For the last couple of years we have been getting frustrated with our attempts to grow carrots in our home garden..... we just didn't seem to be getting it right - most of our carrots seemed to be twisty and stumpy. We persevered and put a bit more effort into the soil preparation and took Gerard's advice about not sowing into soil too rich in compost. We sowed our most recent crop of carrots on Christmas Eve (Carrot Touchon) and they have been absolutely fantastic - lovely long straight carrots in abundance! We are just pulling up the last of them now. So finally we are no longer carrot-challenged gardeners! This week we thought we would give you a bit more info about the different types of carrots that are available...
Sowing and growing advice for Carrots:
We gave the following advice for sowing carrots in a previous blog post, but thought it might bear repeating here:
Good quality carrots require plentiful moisture and a soil that is deep (at least 20-25cm), loose and free of lumps and stones. If you are keen to grow carrots, we have some advice for you.....make sure you are not sowing your carrots into soil to which you have recently added fresh manure. Make sure you have added your compost well in advance to give the material time to break down before sowing your carrots - sowing into soil that is too rich will encourage sappy growth and forking of the roots. Soil temperature can also be critical for successful carrots - seed will struggle to germinate below 5 degrees and high temperatures can also mean slow germination. At about 10 degrees C, germination will occur within 10 days. Carrots love light, well drained fertile soils and root growth is fastest at temperatures between 15 and 18 degrees.
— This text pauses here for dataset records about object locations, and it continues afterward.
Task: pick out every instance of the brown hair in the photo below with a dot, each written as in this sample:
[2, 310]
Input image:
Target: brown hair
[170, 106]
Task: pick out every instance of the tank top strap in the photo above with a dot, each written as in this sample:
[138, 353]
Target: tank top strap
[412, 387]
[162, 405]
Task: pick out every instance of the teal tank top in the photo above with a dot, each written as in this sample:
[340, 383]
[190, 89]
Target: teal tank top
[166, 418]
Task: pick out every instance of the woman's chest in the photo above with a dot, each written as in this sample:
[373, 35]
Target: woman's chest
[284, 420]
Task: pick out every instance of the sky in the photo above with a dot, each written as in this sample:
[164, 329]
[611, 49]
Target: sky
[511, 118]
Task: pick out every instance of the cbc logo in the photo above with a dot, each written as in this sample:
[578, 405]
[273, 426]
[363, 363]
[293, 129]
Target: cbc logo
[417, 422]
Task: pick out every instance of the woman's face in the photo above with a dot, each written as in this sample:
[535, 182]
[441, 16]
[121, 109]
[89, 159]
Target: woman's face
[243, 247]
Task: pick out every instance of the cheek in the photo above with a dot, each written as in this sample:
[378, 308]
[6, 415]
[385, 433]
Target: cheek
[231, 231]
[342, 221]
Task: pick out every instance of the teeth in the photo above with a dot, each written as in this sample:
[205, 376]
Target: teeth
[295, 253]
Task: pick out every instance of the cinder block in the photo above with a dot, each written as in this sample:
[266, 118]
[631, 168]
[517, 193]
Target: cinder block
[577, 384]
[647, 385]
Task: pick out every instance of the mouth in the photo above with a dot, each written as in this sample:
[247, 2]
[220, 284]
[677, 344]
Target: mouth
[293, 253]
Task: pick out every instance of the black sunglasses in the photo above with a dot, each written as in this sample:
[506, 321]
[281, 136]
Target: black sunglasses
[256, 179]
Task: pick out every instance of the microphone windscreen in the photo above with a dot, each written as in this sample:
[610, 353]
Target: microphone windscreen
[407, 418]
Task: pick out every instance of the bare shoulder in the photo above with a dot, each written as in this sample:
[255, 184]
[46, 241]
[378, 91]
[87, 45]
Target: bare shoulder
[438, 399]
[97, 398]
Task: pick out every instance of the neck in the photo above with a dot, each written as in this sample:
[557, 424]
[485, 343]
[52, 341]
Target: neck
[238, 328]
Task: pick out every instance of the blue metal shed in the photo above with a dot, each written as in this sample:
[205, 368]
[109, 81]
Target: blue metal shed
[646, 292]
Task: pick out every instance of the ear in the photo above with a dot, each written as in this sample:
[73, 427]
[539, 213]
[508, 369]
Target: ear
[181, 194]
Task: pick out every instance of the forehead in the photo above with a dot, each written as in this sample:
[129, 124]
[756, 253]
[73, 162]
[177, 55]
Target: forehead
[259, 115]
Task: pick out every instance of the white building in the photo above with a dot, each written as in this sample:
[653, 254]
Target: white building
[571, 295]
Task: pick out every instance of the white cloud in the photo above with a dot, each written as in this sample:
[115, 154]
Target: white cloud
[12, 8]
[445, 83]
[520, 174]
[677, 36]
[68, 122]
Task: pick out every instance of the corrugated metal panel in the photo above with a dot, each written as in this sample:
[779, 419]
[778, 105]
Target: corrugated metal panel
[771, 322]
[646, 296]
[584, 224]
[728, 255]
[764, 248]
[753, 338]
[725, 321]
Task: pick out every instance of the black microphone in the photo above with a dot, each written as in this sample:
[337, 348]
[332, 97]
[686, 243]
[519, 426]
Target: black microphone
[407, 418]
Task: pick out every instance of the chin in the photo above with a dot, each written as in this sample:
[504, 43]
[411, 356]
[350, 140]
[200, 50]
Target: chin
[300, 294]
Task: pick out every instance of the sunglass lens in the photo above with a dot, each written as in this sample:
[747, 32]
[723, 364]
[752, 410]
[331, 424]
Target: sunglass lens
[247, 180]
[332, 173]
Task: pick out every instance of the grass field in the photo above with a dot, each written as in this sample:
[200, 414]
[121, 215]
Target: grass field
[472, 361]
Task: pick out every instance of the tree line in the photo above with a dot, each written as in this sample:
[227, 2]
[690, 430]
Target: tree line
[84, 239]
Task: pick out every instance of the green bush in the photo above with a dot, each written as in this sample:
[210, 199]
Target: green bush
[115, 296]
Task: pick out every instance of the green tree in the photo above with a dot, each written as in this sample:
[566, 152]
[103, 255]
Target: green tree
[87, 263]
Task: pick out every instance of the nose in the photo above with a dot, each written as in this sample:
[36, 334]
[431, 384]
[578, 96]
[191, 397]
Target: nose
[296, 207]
Sow your carrots where they are to grow - you can then thin them in stages so they they are the correct distance apart.
Carrots are cool-weather vegetables, so start sowing about two weeks before the last expected frost in your area.
Make successive plantings every three weeks but avoid the hottest part of the summer. You could consider growing Carrot Kuroda in summer as it is more tolerant of warm temperatures.
Sow in drills about 2cm deep and 15cm apart. With this spacing the foliage of adjacent plants will make a dense canopy when the plants are mature.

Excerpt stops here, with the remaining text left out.